“À L’intérieur” por David López
Publicado: 10/10/2007
No me extrañaría oír hablar dentro de poco de algo así como el nuevo slasher francés para referirse a esta oleada de desopilantes producciones del país vecino que comienzan a hacer mella en la crítica bienpensante.
A diferencia de “Frontiere(s)”, “À L’intérieur”, debut en el largometraje de Julien Maury y Alexandre Bustillo, no alcanza el festín de truculencia gratuita del film de Xavier Gens. Y no es que un servidor no disfrute con el show grandguignolesco y la estética macabra de eso que llaman el poder de la sangre. Lo que ocurre es que uno, tal vez demasiado exigente, quien sabe, solicite que le ofrezcan un plus. Es decir, busco algo que no se limite a mero despiece en la carnicería y que aporte la solidez necesaria para denominar como cinematográfica una obra de este tipo.

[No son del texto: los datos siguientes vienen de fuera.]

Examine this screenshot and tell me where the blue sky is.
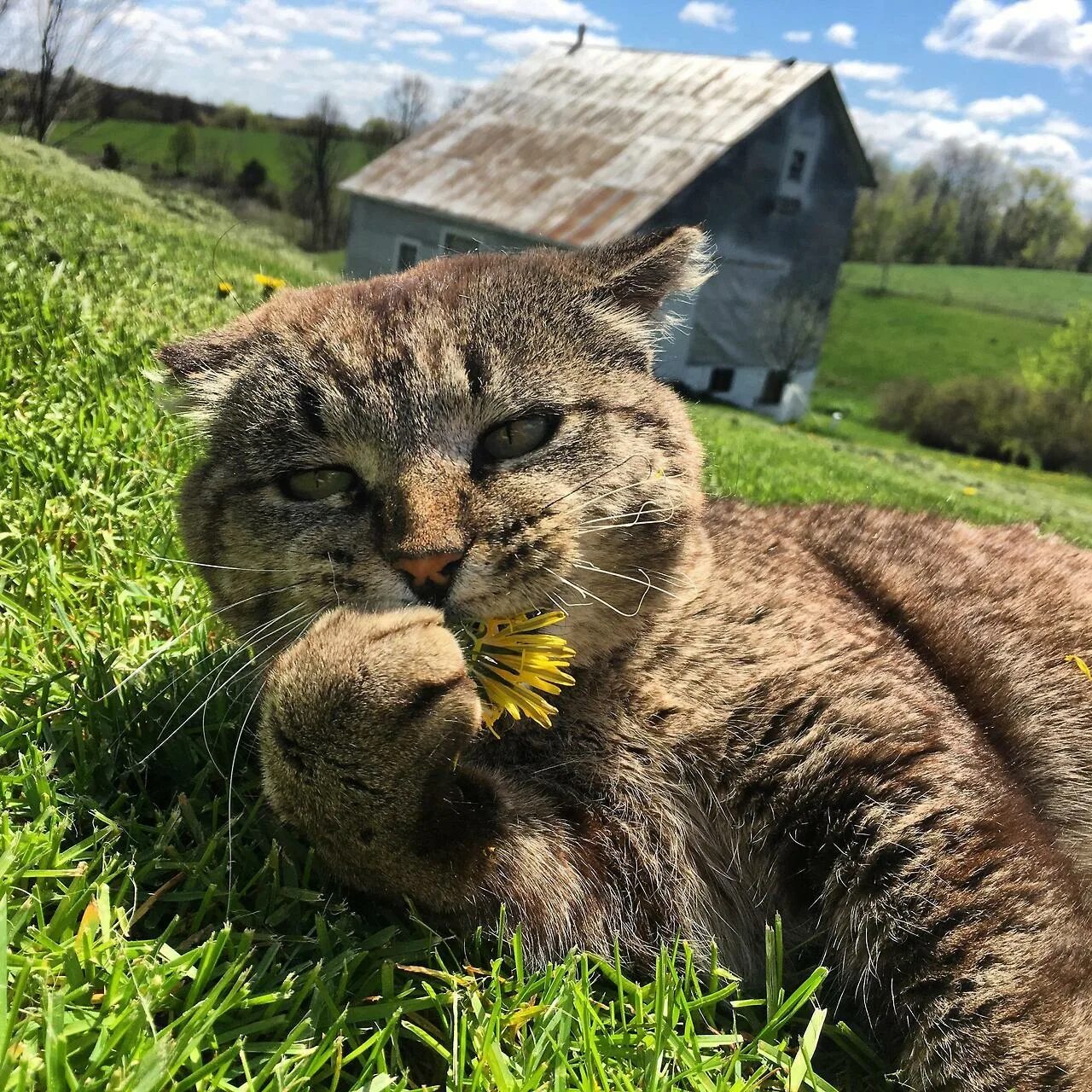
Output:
[0,0,1092,205]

Maury y Bustillo facturan una pieza menos grotesca que la de Gens y sustituyen la carnaza burra por un afilado sadismo que desde luego no está exento de casquería, géiseres de hemoglobina y sangre a borbotones. Es loable su capacidad para esculpir estampas angustiosamente evocadoras a veces, escalofriantemente primitivas en otras ocasiones, poblando el metraje de pequeños flashes que perduren en el recuerdo.

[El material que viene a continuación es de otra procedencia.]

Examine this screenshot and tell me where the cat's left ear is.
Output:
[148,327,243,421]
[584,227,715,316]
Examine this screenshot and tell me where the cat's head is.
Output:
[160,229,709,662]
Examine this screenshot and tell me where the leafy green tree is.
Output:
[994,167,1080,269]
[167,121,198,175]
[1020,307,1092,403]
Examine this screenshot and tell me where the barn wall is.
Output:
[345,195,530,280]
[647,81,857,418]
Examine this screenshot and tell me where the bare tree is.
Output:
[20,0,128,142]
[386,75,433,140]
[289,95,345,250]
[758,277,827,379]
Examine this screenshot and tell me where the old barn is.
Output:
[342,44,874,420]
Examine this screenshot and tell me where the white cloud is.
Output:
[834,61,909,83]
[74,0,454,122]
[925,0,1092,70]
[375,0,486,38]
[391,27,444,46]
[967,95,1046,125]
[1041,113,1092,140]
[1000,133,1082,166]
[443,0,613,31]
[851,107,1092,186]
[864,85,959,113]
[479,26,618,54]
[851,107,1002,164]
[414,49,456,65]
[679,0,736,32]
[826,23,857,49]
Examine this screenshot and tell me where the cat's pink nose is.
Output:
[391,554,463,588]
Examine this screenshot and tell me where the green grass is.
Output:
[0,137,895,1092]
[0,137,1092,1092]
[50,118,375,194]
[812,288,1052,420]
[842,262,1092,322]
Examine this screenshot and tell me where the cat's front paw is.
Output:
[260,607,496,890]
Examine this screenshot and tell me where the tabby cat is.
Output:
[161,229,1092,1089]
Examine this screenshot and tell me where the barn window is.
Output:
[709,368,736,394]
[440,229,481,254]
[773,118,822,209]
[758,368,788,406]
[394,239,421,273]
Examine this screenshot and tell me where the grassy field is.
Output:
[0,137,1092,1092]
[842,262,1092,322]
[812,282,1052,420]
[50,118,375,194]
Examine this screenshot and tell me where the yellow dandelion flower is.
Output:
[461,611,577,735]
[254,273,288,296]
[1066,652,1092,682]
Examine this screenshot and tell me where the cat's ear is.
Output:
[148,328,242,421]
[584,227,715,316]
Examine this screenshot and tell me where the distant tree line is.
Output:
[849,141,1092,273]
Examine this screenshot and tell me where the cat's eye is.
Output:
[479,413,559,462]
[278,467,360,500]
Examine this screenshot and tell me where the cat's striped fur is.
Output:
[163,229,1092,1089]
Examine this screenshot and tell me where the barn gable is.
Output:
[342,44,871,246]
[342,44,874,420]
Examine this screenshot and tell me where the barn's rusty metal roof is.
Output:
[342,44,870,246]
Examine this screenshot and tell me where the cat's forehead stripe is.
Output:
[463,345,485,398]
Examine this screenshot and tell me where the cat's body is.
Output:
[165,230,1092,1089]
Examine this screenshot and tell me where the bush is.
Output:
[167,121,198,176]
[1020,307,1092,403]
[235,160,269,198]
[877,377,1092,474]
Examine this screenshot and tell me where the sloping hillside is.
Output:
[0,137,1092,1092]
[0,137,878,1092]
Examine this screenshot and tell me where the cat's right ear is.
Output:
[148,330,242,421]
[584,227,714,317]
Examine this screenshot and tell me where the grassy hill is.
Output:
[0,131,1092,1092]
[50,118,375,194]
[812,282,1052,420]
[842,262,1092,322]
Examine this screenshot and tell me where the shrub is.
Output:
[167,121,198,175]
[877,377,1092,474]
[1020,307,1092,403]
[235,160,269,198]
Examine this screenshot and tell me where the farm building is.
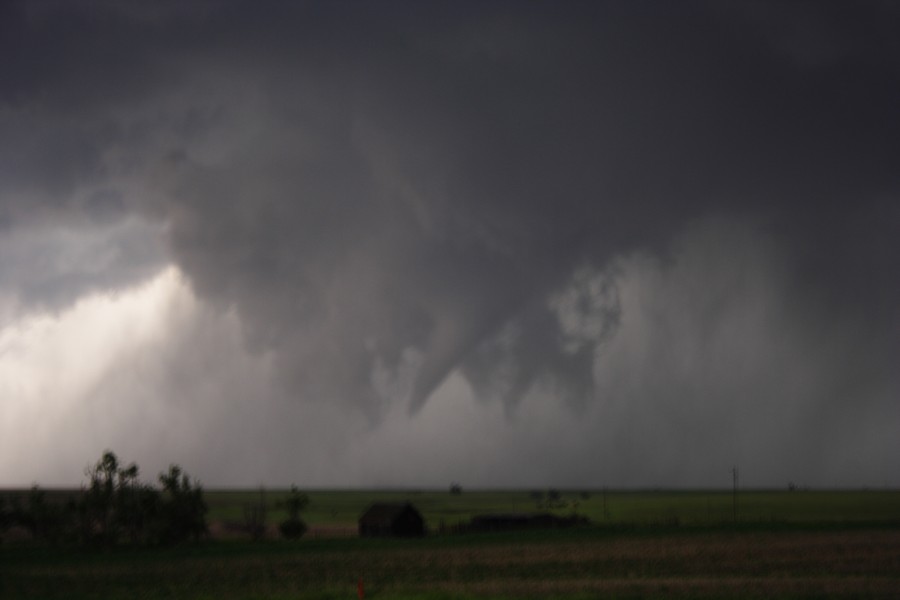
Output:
[359,502,425,537]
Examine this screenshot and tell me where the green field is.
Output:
[206,490,900,530]
[0,490,900,600]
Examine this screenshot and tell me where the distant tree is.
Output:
[80,450,165,545]
[244,486,269,540]
[159,465,208,543]
[547,488,565,508]
[278,485,309,540]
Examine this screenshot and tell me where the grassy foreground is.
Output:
[0,491,900,600]
[0,527,900,600]
[206,490,900,531]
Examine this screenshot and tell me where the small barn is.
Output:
[359,502,425,537]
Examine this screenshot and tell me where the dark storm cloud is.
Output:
[0,2,900,474]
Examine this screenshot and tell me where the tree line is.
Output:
[0,450,208,546]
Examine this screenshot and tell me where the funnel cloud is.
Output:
[0,0,900,487]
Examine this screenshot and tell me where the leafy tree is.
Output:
[159,465,208,543]
[278,485,309,540]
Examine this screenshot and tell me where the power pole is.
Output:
[731,467,738,523]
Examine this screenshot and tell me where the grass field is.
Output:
[0,491,900,600]
[206,490,900,530]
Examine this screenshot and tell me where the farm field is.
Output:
[7,528,900,600]
[199,490,900,535]
[0,490,900,600]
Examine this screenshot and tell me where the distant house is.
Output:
[359,502,425,537]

Lo que sucede es que el film parece nutrirse básicamente de esto y poco más, a excepción, claro está, del duelo interpretativo entre una prototípica dama mortal encarnada por la siempre inquietante Béatrice Dalle, y una joven embarazada traumatizada e histérica interpretada por la correcta Alysson Paradis. Aunque con mayor reiteración de la deseada todo se queda en festival de gritos, gemidos y lamentos en torno al esquema “tú tortúrame que mi venganza será peor”, el enfrentamiento animal entre ambas mantiene casi siempre las expectativas creadas. Y se acabó, porque el suspense brilla prácticamente por su ausencia y su desenlace entraña una de las escenas más ridículas que haya visto en mucho tiempo. Porque un thriller no puedo construirse bajo la premisa según la cual las fluctuaciones emocionales obedecen única y exclusivamente a un golpe de tijera. ¿No hubiese sido mejor sustituir las pinceladas más gruesas por un poco de “alta tensión”?

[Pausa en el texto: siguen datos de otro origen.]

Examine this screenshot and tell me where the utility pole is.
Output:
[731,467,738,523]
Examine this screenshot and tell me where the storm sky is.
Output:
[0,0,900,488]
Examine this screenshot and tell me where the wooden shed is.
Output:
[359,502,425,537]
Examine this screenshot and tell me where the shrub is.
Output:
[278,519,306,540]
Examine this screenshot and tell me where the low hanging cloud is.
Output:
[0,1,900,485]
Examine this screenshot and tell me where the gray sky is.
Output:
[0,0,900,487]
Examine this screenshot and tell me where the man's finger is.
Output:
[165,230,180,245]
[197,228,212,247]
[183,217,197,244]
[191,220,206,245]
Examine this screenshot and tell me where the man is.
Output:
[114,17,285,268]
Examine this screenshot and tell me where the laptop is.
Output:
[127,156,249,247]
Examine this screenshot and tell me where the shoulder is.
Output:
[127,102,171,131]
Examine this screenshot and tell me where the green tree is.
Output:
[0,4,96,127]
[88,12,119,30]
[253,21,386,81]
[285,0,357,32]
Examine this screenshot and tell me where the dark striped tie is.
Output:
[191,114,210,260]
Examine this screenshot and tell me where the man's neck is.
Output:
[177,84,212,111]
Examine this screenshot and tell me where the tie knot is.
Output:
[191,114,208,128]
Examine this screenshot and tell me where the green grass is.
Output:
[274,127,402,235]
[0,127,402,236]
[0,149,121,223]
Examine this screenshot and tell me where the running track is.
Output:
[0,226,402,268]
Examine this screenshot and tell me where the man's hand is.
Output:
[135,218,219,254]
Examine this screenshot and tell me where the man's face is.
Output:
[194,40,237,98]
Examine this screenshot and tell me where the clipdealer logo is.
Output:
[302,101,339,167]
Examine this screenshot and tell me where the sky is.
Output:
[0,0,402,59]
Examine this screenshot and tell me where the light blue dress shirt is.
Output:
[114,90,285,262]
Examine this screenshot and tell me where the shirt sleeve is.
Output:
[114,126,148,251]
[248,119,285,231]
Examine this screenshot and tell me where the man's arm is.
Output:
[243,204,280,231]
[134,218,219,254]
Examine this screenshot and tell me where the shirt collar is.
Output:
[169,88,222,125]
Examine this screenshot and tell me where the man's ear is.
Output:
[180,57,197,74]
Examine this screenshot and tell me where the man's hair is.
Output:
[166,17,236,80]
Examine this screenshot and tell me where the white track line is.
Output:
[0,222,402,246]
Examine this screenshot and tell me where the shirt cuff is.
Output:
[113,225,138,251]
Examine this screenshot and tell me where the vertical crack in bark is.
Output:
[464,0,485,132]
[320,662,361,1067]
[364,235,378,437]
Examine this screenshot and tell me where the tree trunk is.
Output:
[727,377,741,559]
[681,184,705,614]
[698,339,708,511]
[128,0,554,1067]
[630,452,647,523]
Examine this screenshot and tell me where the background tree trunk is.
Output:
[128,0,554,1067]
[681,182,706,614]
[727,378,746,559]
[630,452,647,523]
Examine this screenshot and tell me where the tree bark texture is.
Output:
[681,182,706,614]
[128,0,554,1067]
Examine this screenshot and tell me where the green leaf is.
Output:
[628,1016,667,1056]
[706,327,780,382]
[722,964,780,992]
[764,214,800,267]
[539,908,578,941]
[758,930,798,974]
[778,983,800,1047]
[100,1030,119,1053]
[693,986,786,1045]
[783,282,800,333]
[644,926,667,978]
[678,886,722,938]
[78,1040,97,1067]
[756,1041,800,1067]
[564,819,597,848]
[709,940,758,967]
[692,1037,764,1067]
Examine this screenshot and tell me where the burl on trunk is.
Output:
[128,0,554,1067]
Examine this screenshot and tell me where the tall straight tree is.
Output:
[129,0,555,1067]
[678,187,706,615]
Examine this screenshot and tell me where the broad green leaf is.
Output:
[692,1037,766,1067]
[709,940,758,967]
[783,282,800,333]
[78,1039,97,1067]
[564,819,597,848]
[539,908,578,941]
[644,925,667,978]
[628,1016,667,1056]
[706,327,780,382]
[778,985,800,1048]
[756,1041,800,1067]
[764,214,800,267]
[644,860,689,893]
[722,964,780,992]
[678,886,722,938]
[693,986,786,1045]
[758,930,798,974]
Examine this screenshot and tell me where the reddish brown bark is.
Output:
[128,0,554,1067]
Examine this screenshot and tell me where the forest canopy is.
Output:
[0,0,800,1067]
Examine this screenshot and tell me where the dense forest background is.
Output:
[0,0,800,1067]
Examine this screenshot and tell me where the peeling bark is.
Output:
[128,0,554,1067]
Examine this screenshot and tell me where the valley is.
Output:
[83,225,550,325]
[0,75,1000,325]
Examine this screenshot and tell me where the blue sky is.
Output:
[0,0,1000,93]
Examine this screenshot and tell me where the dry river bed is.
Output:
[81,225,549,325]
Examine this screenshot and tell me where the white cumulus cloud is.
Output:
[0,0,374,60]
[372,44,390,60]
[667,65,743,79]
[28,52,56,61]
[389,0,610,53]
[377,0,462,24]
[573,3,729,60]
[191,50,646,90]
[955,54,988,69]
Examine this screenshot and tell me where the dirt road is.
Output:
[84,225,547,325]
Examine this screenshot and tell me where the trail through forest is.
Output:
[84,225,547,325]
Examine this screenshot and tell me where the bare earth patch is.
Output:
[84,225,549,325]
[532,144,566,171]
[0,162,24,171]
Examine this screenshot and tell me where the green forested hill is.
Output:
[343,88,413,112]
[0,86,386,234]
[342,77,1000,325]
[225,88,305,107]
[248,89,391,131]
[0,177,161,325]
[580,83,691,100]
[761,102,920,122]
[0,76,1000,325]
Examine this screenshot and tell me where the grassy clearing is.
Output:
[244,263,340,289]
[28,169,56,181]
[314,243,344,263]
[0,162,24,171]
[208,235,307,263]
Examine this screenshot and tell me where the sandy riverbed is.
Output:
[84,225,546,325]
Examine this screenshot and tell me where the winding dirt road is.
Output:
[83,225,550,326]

Es sorprendente la fascinación que por la maternidad más enfermiza sienten en Francia, pues éste título debería ser en parte deudor de esa tradición abierta por la brutal “Baby Blood” de Alain Robak. Una brecha que permite un soplo de aire fresco a una generación a la que poco importa las formas y los temas de la nouvelle vague. Ojalá y la próxima vez recurran a nuevos campos narrativos e incluyan recursos que potencien el drama y mantengan la vorágine de horror en un contexto en el que sin dejar de disfrutar pintando lienzos sangrientos y primigenios, rescaten la pasión por un terror más puro y denso.